Les premiers investissements d’Elior dans les start-up ont concerné jusqu’à maintenant uniquement la France, mais cette orientation est amenée à évoluer dans les prochains mois. Sur le marché national, Elior a mis en place un réseau capable de détecter les jeunes pousses avec lesquelles il pourrait travailler, ce qui passe notamment par la participation à des événements, des salons (Seeds & Chips à Milan en mai 2016) ou une plate-forme comme Smart Food Paris lancée au printemps 2016 (Agra Alimentation du 16 juin 2016).

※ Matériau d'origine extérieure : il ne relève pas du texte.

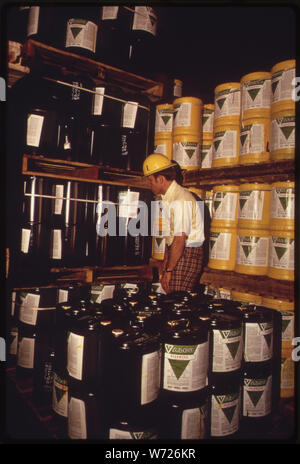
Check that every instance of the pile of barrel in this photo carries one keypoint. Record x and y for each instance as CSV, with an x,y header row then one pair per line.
x,y
142,365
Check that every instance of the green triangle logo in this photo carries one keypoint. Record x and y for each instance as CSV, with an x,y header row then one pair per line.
x,y
255,396
75,31
287,130
280,251
178,367
221,102
253,93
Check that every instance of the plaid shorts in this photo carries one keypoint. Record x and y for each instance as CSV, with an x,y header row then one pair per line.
x,y
186,274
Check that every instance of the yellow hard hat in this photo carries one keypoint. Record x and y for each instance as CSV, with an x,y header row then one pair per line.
x,y
156,163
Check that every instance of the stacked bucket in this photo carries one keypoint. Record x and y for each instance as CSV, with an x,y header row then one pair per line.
x,y
226,124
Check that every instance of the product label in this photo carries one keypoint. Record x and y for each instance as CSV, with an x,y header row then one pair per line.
x,y
225,144
185,367
163,120
256,94
28,308
77,419
129,114
227,103
26,353
252,251
252,139
282,252
187,153
258,345
224,205
257,397
251,205
220,245
150,382
81,33
283,203
224,414
194,423
282,87
182,114
75,355
34,129
227,350
282,133
60,396
144,19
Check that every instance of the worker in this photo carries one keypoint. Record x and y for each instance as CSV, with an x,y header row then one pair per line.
x,y
183,258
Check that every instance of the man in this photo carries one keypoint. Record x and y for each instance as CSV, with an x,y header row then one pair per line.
x,y
182,263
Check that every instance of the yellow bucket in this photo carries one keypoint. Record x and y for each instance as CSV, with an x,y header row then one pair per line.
x,y
208,120
163,120
187,116
227,102
282,75
287,379
187,151
226,143
287,310
254,206
282,141
246,297
281,255
252,251
254,140
163,145
207,151
282,214
222,246
256,95
225,205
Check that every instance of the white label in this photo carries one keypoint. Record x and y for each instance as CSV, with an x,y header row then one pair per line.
x,y
75,355
109,12
251,204
252,251
224,414
129,114
28,308
25,240
282,252
224,205
187,153
220,245
81,33
282,87
98,101
227,103
256,94
77,419
227,350
163,120
258,341
225,144
193,425
34,129
33,20
282,133
144,19
150,382
252,139
185,367
257,397
56,241
283,203
182,114
26,353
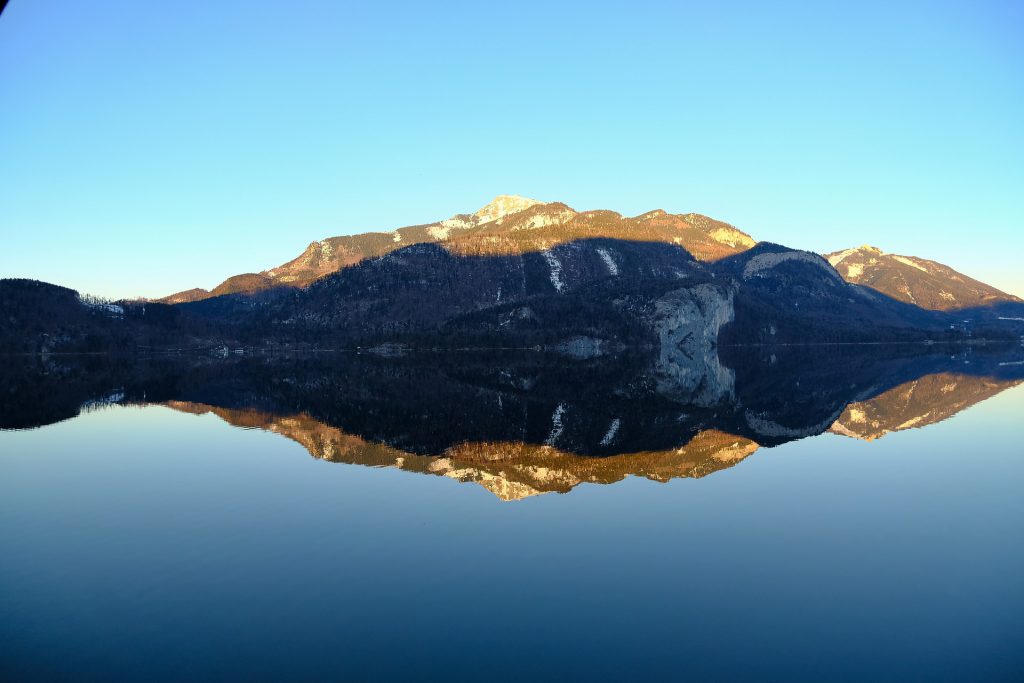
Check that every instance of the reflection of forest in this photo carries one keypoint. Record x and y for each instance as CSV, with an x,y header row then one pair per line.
x,y
519,423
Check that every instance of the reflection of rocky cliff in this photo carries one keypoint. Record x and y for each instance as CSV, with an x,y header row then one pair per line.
x,y
522,423
510,470
916,403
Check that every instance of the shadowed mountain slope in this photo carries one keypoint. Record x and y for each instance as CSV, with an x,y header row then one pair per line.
x,y
508,224
915,281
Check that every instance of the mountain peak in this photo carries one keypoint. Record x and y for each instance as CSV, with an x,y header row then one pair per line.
x,y
504,205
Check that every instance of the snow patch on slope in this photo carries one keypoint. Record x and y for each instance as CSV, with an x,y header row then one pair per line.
x,y
608,261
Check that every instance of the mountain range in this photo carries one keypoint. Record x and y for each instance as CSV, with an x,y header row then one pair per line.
x,y
512,224
520,272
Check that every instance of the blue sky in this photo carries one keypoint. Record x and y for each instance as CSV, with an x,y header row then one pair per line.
x,y
147,147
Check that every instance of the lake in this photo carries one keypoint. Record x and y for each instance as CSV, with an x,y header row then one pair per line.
x,y
802,513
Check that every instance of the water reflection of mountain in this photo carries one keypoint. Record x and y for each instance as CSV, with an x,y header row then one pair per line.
x,y
521,424
510,470
916,403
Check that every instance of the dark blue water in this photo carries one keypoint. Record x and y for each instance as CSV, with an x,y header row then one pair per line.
x,y
150,543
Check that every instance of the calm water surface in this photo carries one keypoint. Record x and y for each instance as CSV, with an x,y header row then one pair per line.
x,y
385,519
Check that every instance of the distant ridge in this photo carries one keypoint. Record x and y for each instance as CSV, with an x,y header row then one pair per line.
x,y
507,224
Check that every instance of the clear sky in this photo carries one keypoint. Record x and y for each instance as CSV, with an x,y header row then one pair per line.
x,y
152,146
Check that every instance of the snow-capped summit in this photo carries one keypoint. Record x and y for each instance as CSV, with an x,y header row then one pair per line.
x,y
912,280
504,205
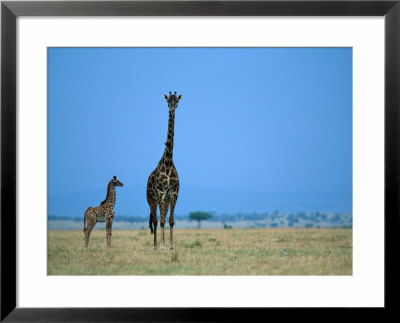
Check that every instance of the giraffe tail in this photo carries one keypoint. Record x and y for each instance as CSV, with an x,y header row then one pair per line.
x,y
151,224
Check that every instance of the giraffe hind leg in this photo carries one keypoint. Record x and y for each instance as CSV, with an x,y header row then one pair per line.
x,y
171,223
88,230
151,224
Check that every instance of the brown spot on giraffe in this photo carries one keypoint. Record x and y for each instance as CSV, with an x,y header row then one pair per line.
x,y
102,213
163,182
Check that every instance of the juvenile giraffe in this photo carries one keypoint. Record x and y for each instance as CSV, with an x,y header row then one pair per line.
x,y
102,213
163,182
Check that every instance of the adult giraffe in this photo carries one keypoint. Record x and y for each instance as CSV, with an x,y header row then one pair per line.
x,y
163,182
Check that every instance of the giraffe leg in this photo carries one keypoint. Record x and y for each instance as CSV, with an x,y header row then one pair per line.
x,y
155,222
108,232
163,214
88,230
171,223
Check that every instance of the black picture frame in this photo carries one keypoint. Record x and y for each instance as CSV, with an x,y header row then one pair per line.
x,y
10,10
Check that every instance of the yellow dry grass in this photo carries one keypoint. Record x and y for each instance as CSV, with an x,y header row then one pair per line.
x,y
204,252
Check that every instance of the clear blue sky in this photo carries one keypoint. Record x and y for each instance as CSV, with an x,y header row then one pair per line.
x,y
257,129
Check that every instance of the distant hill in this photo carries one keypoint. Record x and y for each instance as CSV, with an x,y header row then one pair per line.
x,y
239,220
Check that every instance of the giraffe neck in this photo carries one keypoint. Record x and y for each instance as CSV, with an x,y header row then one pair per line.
x,y
111,197
169,145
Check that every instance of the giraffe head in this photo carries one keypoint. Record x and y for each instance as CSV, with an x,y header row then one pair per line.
x,y
116,182
172,100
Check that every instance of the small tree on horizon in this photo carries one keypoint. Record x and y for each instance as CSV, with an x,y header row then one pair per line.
x,y
200,216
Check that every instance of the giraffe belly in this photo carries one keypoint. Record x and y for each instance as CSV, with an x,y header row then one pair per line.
x,y
101,218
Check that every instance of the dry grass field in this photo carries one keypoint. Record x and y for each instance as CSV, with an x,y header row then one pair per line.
x,y
204,252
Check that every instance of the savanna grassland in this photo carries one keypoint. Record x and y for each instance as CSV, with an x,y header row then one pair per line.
x,y
204,252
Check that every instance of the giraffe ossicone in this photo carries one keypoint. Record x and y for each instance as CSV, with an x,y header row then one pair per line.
x,y
102,213
163,182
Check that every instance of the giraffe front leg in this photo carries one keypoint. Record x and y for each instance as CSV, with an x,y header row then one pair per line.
x,y
108,232
88,230
155,223
171,225
163,211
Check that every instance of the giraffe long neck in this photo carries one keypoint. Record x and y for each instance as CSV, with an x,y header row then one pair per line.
x,y
111,197
169,145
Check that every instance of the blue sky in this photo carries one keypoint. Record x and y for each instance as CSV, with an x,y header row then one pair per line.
x,y
257,129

L’idée est de développer des réseaux du même type dans d’autres pays, ce qui a commencé à être fait en Italie, en Espagne et au Royaume Uni. "Nous sommes en train de réaliser une prise de participation en Italie, et nous prévoyons d’investir dans d’autres pays", explique Virginie Rabant. Quant aux États-Unis, Elior commencera à y établir des contacts avec les start-up à partir du début de l’année 2017.